In France, they are dubbed "les Tanguy", after a movie whose main character is still at home in his early 30s, driving his mum and dad to despair.
In Britain, they're called Kippers, for Kids In Parents' Pockets, Eroding Retirement Savings.
In Italy, they are known as the "bamboccioni" - the "Big Babies".
Sixty per cent of Italians aged 18 to 34 still live with their parents, the highest percentage of young stay-at-homes anywhere in Europe, according to the national statistics agency Istat.
"We are creating a lost generation," says a Rome social worker. "These are people who may never leave the family nest."
Conventional wisdom has the "bamboccioni" - pronounced bambo-chee-OH-nee - living a charmed life.
In the family apartment, he or she gets up to a leisurely breakfast, perhaps a piping hot coffee and fresh croissant, left by the adoring mamma.
This is followed by a hot shower in which the Big Baby never forgets to leave a damp towel and wet footprints on the floor.
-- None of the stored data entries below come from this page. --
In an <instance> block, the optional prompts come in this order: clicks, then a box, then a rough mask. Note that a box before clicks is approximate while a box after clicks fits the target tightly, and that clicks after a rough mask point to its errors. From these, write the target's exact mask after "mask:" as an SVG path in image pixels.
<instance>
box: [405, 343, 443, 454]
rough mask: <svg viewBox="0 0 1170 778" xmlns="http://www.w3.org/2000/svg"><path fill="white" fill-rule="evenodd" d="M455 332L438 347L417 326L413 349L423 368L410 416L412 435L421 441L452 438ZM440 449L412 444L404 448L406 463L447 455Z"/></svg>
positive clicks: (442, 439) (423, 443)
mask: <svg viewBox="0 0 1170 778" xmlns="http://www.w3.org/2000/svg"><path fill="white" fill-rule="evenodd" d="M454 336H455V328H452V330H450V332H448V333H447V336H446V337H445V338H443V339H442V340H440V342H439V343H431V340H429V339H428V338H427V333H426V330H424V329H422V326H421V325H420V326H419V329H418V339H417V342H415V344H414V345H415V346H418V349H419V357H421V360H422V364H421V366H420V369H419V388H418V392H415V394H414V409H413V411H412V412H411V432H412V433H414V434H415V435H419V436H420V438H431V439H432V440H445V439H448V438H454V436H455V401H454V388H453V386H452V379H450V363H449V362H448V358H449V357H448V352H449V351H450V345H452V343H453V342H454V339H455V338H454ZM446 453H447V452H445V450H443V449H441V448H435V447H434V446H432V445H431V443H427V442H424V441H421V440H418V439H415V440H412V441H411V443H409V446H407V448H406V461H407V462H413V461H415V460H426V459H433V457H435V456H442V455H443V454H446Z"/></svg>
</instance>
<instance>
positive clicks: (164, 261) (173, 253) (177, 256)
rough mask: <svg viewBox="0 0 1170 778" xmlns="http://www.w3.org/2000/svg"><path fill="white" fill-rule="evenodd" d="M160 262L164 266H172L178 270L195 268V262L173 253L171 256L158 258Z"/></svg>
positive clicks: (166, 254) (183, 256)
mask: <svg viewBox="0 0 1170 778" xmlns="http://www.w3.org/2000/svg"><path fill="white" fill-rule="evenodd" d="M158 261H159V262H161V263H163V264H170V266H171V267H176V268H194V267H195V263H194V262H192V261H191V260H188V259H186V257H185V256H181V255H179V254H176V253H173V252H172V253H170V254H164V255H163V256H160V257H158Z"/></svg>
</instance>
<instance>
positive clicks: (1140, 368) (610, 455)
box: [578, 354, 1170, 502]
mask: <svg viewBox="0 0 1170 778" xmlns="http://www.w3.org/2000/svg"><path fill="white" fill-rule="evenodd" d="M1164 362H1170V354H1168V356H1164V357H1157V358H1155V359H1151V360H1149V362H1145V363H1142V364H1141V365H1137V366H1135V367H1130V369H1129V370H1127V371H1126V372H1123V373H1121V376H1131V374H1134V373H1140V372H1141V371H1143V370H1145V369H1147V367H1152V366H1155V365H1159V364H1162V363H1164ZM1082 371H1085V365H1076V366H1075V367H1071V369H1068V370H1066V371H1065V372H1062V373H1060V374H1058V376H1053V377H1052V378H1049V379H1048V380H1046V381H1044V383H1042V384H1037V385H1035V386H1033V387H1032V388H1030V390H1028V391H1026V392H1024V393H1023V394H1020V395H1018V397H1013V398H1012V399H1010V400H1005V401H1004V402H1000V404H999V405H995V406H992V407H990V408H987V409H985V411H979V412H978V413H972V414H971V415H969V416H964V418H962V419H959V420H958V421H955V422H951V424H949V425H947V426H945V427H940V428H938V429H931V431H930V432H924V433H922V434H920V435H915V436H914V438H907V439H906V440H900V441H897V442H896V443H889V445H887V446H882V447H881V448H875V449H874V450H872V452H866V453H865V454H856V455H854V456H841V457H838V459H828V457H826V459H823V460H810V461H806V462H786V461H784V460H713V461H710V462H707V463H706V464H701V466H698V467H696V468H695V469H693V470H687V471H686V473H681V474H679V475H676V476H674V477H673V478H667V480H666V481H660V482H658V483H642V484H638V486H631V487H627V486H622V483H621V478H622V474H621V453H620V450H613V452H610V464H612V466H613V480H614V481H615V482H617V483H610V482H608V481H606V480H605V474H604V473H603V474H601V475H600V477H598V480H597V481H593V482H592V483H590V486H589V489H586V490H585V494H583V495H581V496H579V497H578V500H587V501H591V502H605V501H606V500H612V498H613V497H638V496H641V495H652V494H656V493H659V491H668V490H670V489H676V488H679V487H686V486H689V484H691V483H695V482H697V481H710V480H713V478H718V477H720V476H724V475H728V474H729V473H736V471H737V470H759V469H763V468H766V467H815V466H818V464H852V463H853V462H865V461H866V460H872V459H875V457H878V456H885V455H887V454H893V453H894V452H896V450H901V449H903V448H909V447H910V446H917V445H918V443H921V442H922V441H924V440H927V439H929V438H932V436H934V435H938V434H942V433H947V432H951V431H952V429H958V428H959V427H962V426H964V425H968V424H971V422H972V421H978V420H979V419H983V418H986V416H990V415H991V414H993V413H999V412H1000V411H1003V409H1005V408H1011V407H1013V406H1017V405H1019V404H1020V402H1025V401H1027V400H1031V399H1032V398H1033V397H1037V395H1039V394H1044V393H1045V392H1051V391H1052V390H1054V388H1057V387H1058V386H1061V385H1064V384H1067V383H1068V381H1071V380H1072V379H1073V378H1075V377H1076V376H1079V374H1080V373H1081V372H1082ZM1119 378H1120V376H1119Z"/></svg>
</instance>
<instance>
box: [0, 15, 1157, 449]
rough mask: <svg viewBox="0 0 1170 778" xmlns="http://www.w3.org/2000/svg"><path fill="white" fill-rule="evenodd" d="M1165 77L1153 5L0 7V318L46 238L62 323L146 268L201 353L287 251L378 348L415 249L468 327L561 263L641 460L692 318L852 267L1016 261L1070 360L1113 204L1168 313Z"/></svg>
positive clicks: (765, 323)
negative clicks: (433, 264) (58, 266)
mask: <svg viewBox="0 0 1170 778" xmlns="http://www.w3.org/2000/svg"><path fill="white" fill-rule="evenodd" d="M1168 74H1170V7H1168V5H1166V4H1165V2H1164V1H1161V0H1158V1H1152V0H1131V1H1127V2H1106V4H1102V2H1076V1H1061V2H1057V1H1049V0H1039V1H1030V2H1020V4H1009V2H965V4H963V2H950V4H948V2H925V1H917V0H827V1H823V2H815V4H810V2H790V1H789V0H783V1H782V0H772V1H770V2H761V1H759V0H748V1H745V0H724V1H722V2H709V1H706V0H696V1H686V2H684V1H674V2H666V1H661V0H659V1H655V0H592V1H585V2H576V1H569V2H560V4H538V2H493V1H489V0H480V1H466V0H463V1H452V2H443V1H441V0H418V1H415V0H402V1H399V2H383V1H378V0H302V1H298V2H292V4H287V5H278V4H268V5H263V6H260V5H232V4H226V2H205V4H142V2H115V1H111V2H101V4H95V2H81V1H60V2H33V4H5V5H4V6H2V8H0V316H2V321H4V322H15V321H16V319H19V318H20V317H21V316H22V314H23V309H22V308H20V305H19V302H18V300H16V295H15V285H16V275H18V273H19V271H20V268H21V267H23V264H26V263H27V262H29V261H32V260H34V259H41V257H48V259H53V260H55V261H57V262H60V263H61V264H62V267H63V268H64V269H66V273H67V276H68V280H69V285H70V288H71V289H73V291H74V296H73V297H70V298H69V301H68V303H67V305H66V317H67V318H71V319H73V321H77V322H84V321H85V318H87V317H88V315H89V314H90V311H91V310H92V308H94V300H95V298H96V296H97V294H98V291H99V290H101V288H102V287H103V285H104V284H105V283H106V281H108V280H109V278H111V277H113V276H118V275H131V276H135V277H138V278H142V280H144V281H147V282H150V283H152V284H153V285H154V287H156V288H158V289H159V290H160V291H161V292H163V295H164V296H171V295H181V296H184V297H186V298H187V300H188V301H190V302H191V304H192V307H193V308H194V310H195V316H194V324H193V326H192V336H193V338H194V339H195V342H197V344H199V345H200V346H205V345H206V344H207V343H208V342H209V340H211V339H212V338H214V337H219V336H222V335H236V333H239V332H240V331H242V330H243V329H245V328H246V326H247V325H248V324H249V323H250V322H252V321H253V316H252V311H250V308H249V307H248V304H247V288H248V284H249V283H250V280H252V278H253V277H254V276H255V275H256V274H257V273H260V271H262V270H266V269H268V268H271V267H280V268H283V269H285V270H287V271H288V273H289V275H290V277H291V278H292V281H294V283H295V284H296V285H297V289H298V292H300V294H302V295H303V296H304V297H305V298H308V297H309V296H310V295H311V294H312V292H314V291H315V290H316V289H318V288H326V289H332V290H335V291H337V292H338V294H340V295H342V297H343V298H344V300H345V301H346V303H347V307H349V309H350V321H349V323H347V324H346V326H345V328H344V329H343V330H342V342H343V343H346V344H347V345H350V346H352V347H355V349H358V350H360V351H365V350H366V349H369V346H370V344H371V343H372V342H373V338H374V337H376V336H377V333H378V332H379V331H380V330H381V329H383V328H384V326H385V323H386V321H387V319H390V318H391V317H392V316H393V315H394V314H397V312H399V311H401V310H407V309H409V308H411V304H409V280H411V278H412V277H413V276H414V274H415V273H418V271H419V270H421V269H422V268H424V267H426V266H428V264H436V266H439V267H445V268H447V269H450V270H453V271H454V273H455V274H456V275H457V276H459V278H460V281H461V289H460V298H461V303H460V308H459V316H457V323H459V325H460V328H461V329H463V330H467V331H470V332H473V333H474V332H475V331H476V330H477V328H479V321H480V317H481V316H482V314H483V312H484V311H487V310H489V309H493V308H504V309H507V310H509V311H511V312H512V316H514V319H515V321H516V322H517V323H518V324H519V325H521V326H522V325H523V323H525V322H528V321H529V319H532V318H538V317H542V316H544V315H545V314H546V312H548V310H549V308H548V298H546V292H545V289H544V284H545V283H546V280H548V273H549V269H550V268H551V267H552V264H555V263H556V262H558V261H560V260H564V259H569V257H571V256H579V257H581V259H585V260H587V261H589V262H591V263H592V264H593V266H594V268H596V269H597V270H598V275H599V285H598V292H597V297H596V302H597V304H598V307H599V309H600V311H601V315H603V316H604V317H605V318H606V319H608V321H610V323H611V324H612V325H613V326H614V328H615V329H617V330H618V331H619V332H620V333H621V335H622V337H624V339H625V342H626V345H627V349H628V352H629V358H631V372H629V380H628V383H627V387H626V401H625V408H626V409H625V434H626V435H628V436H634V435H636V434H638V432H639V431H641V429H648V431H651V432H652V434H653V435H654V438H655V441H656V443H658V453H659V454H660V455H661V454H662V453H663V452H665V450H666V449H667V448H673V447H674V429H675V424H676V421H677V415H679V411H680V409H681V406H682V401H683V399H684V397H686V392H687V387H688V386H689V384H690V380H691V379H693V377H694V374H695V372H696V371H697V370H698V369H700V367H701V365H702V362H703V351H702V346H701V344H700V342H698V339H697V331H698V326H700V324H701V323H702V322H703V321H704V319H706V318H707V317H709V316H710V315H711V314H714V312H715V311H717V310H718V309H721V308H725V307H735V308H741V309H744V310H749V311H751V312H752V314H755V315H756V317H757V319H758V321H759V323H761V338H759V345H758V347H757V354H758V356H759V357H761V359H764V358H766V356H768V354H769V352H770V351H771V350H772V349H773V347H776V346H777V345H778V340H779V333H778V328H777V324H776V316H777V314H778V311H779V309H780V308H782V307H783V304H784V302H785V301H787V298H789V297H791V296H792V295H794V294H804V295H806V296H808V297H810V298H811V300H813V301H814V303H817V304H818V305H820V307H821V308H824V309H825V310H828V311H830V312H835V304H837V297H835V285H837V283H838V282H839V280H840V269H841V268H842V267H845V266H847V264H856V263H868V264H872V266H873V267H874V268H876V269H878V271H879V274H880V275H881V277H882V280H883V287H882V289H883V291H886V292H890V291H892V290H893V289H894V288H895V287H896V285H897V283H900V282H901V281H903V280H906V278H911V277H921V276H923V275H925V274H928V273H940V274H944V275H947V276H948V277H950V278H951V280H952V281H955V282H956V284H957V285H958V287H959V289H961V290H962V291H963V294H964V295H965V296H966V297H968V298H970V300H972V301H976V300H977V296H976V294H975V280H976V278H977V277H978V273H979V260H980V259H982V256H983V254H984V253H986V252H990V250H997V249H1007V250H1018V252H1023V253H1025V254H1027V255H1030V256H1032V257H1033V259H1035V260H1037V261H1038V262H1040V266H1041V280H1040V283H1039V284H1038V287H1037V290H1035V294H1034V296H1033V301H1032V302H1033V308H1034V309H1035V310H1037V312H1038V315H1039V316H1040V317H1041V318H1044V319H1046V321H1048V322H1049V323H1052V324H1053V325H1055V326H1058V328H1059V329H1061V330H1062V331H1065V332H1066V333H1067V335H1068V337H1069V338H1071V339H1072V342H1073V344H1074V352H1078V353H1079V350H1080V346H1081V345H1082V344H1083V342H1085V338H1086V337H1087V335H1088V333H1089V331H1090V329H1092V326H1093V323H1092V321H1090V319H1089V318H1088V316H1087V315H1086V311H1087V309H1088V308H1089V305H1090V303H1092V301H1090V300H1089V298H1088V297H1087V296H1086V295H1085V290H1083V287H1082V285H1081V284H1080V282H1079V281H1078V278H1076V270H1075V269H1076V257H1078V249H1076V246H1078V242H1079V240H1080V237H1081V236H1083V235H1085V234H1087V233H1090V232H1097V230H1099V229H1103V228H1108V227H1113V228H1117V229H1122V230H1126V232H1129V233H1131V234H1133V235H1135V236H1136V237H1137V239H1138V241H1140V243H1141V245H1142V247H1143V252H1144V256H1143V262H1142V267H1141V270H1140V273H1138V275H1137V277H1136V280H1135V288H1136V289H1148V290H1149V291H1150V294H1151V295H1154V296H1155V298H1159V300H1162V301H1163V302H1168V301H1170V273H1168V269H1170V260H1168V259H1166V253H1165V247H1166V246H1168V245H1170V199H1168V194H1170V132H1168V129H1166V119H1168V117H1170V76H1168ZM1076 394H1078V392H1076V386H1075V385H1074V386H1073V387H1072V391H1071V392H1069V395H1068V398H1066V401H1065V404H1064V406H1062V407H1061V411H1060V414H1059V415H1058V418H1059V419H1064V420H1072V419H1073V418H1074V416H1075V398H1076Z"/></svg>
After work, the bamboccione returns home but only for a pit stop. It's to change into some freshly laundered clothes - thanks again, mum! - before speeding off with chums for the evening, perhaps to a restaurant or a club, on board a Vespa or Fiat 500, bought with money saved on rent.
Last year, Civil Service Minister Renato Brunetta, a bruiser who has wrestled with inefficiencies andtime-wasting in government administration, pinned the question of the bamboccioni to the top of the agenda.
He blamed parents for turning their children into "softies" and suggested that Government approve a law forcing anyone over 18 to leave home.
Colleagues said that Brunetta was only jesting, but an anguished debate was launched.
Some say "bamboccioni" is an Italian thing, all about obsessive mothers and apron strings. Others say it is a Catholic thing, pointing to Ireland, Portugal and Spain as other countries where "boomerang" children leave the nest only to return to it.
Others blame generational apartheid, smug oldsters who cling to their privileges, blocking labour and housing reforms that would give younger people a chance.
Young Italians set up a campaign group called "Fai la Valigia" (Pack Your Bag), pointing out that many so-called bamboccioni were not living at home through Oedipal devotion but simply because they had no choice.
The biggest problem, they said, was work. Around two million Italians between 15 to 29 are not in education or fulltime employment, a jobless rate of more than 29 per cent.
The crisis has worsened since the financial meltdown of 2008, which is why the proportion of stay-at-homes has risen from 49 per cent in 1983 to 60 per cent today, three times as many as in Sweden.
In the 30-34 age group, one Italian in three lives at home, three times more than in 1983.
Many young Italians can only find temporary work, with contracts that run for three months or six months, which is often rejected as an insufficient guarantee by landlords.
Then there is the question of rent. In big cities such as Milan or Rome, the average rent is around €1000 ($1645) a month and even a single room will cost €300 to €400. A low-paid temp job or work in a call centre will net about €500.
Staying at home may offer creature comforts, but in terms of personal space, it's a loser.
A bamboccione lives in the same bedroom occupied as a teenager, with a box of old toys in the corner of the wardrobe. A normal relationship with a girlfriend is impossible: romantic evenings are limited to park benches and the backseats of cars,for an apartment is out of the question.
Love Italian-style these days can have many drawbacks.